Así escucho que lo llaman cuando se dirigen a Ud. y siguiendo esa costumbre lo hago ahora. A decir verdad, mi cercanía con Ud. me hace un poco difícil considerar que esa expresión abarque lo que Ud. significa para mí como para millones de católicos. No lo digo por el significado de la palabra en sí, le viene muy bien por la misión que el Señor le ha confiado, sino lo digo por lo cercano que me resulta su persona, su Magisterio y su presencia en el vida de la Iglesia a la cual amo.
Por esta razón quería escribirle esta carta. Su anuncio de ayer nos ha dejado helados, pero a la vez nos ha abierto el corazón para mirar desde allí la Iglesia en este tiempo, en este día. Todos comprendemos lo que significó para Ud. el peso de este ministerio, como todos también nos hemos sentido alentados y protegidos por su firmeza, su sensatez, su aguda inteligencia y su gran discernimiento. Sabemos que ha sufrido y sufre la incomprensión no sólo del mundo, sino también de muchos bautizados. A veces queremos todos agarrar el timón de la barca de Pedro. Todos sabemos por dónde tiene que ir la Iglesia, pero no todos aprendimos que el camino es el de la obediencia y el de la cruz. Ese camino hoy Ud. nos lo ha mostrado con su gesto. Y nos lo viene mostrando desde mucho antes de asumir como Obispo de Roma.
Gracias, Santo Padre, por tanto. Por su magisterio: certero, sencillo, profundo, claro. Por sus decisiones: audaces, necesarias, arriesgadas, proféticas. Por sus intervenciones allí donde hace falta la mano firme del Padre que cuida y corrige. Gracias por no haber perdido el sentido en esta vorágine de ideas, santones, falsos profetas, filosofías, y también falsos hermanos. Gracias al Señor que lo ha fortalecido mucho más de lo que su frágil salud hubiese podido humanamente hablando.
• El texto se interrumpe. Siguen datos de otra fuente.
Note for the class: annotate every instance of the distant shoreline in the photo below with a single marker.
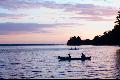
(28, 44)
Siento que me he demorado en escribirle porque sopesar lo que uno tiene que decirle a un padre tan querido, no es tan sencillo. Todavía no ha aflorado todo lo que hay en el corazón. Y compartirle esto es decirle lo importante que Ud. ha sido y es para mi como para todos los católicos del mundo. Importante también para los anglicanos, para las Iglesias cristianas, para los judíos, para los musulmanes. Sin que esto quiera imponer su persona a estos otros, sino porque su decidido caminar ecuménico y dialógico ha abierto las puertas de una fraternidad querida ya por el Concilio, reafirmada por Pablo VI, buscada por Juan Pablo II y concretada por Ud.
Me ha asombrado su realismo incluso cuando asumió la cátedra de Pedro. No se amilanó ante la gigantesca figura de Juan Pablo II. No quiso compararse, ni intentó remedarlo. Fue Ud. mismo. Y esa fue la fuente desde donde el Espíritu Santo pudo decir a la Iglesia, a través de Ud., lo que es necesario oir.
Sé que muchos hablan y hablarán de Ud. en estos días. Yo no quiero hablar de Ud., sino llegar a Ud. con corazón de hijo para abrazarlo y darle las gracias. Lo voy a extrañar. Y quiero decirle que, aunque estamos físicamente muy lejos, y Ud. ni noticias de mi existencia tendrá, estoy cerca de Ud. porque no lo he dejado de comprender como un hermano, un padre, un siervo de Jesucristo.
El Señor lo bendiga, Santo Padre, y la Virgen lo proteja.